La ciencia de hace solo medio siglo decía que se necesitarían miles de millones de años para desentrañar todas las configuraciones posibles de una proteína, sustancia básica de la materia viva. Pero, el pasado noviembre, la empresa DeepMind (Google) logró que su programa AlphaFold descifrara en unos minutos la estructura de dos tercios de las proteínas que forman el cuerpo humano. Este era el segundo mayor reto de la biología, después del genoma (el código donde están todas las instrucciones para fabricar proteínas). Aunque todavía queda mucho trabajo por hacer para consolidar la hazaña, el avance es descomunal; por ejemplo, conocer a fondo la proteína del coronavirus ha sido fundamental para luchar contra la pandemia actual.
AlphaFold es hijo de AlphaZero, otro invento revolucionario que a finales de 2017 derrotó con claridad a los programas líderes hasta entonces en go (juego cuyo número de partidas posibles es 300 veces mayor que el del ajedrez), shogi (ajedrez japonés) y ajedrez. El método para lograrlo asombró incluso a los científicos: solo le programaron las reglas básicas de esos tres juegos; y luego disputó millones de partidas contra sí mismo en pocas horas hasta alcanzar un nivel técnico que no debe de estar muy lejos de la perfección.
Para entender cómo se llegó hasta ahí tenemos que retroceder hasta 1947, cuando dos padres principales de la informática, Alan Turing y Claude Shannon, eligieron el ajedrez como campo de experimentación de la inteligencia artificial. O quizá sea mejor ir un poco más atrás, a 1939, cuando el primer ministro británico, Winston Churchill, convoca a Turing para que se encierre en Bletchley Park y participe en una misión ultrasecreta (Operación Enigma, cuyo objetivo era descifrar el código de comunicación del ejército nazi) junto a otros cerebros brillantes. Entre ellos, tres ajedrecistas británicos: Hugh Alexander, Philip Milner-Barry y Harry Golombek.
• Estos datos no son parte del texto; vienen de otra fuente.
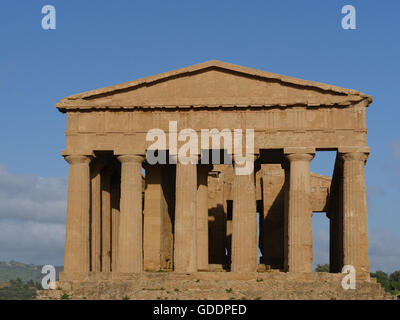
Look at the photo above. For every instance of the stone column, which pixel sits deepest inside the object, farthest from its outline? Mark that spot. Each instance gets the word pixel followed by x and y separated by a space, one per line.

El éxito de ese trabajo, que duró cinco años y medio, acortó la Segunda Guerra Mundial (algunos historiadores estiman que al menos dos años) y salvó probablemente de la muerte a millones de personas.
Es lógico pensar que ese contacto largo e intenso con tres jugadores ilustres influyó en que Turing terminase de crear en 1948 el primer programa digital de ajedrez, Turochamp (es conveniente destacar que el primer ordenador analógico para jugar al ajedrez fue obra, en 1914, del inventor español Leonardo Torres Quevedo, tan reconocido internacionalmente como casi olvidado en su país). Turing y Shannon se fijaron en que el número de 123 ceros se asemeja al concepto del infinito que tiene cualquier ser humano, pero es finito para una máquina. Y previeron con total acierto: si una computadora lograse vencer al campeón del mundo de ajedrez, lo aprendido durante ese proceso sería muy útil en diversos campos de la ciencia. Pero no esperaban que, para conseguirlo, se tardase ¡50 años!, debido a que las reglas del ajedrez incluyen muchas excepciones, fáciles de entender para un niño, pero muy difíciles de programar; por ejemplo, que una dama vale diez puntos normalmente, pero mucho menos si está encerrada por sus propias piezas.
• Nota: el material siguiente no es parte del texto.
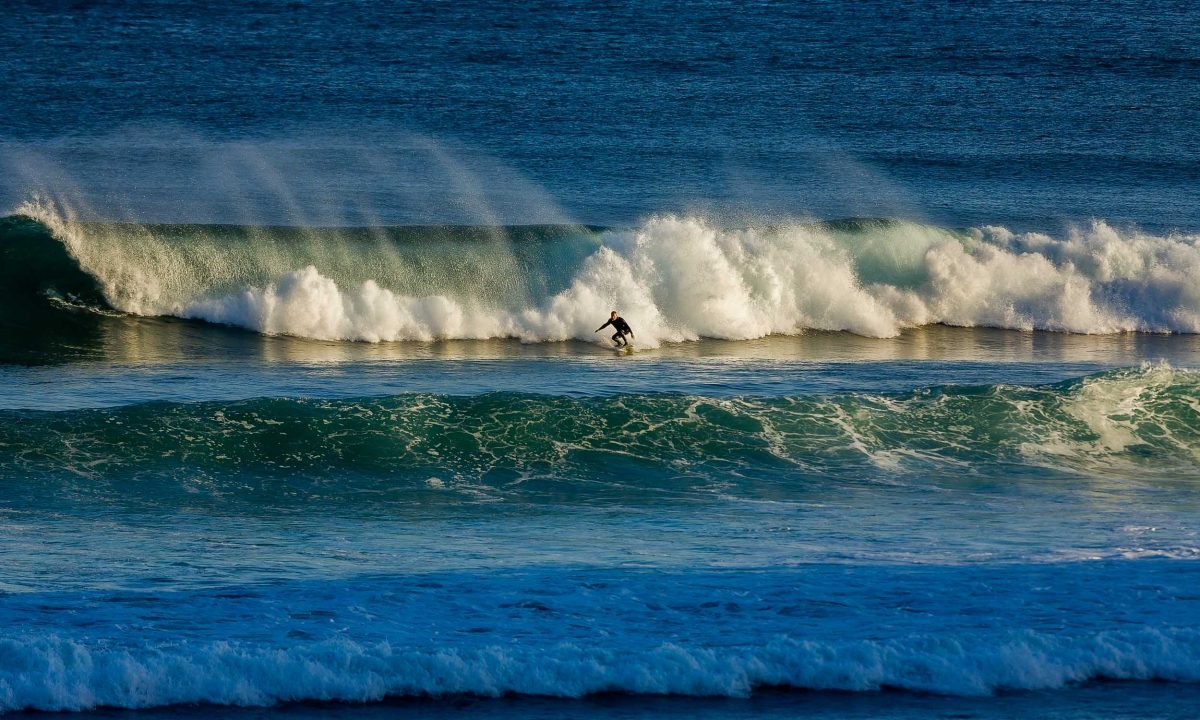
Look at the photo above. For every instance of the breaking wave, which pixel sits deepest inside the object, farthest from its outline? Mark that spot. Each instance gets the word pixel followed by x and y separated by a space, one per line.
pixel 673 277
La histórica derrota (la retransmisión de las partidas por internet colapsó las redes de la época) de Gari Kaspárov ante Deep Blue (Nueva York, 1997) no se debió tanto al fascinante progreso de la máquina de IBM como a los errores del ruso, quien perdió el control de sus nervios cuando vio que su rival inhumano hacía jugadas que hasta entonces eran exclusivas de los ajedrecistas de carne y hueso. En realidad, fue ocho años después (Bilbao, 2005) cuando un enfrentamiento de los mejores humanos contra las mejores máquinas dejó claro que el mejor ajedrecista del mundo ya era de silicio.
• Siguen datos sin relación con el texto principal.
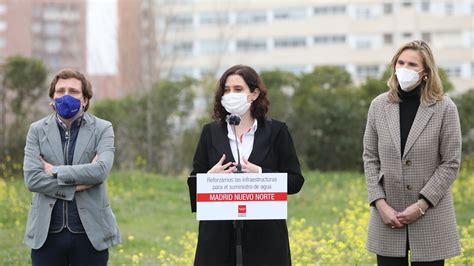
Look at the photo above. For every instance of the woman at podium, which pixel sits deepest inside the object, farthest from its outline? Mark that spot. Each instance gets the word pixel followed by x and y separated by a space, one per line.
pixel 259 145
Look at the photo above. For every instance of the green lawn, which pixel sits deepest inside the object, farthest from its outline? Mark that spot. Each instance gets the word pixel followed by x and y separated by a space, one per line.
pixel 153 215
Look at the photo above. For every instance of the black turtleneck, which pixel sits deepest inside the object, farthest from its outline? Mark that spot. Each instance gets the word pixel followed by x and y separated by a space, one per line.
pixel 409 103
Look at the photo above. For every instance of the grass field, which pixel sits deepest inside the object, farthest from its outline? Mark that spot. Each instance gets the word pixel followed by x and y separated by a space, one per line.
pixel 327 219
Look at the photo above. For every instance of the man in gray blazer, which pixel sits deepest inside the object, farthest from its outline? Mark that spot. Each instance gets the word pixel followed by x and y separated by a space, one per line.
pixel 68 156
IBM aplicó lo aprendido con Deep Blue en la fabricación de medicamentos muy complejos, meteorología, planificación agrícola o la Bolsa. Otros mejoraron a Deep Blue, pero el paso de gigante lo dio Demis Hassabis, un niño prodigio británico (Londres, 1976), ajedrecista desde los cuatro años, cuando se convirtió en consejero delegado de DeepMind y Google compró su empresa. En lugar de que la máquina se apoyara en bases de datos de diez millones de partidas y jugara a partir de ellas, Hassabis decidió que sus redes neuronales tuvieran plena libertad para aprender desde cero. Esa idea refuerza las del grandioso Turing, y pueden servir para poner en jaque al cáncer o las pandemias en un próximo futuro.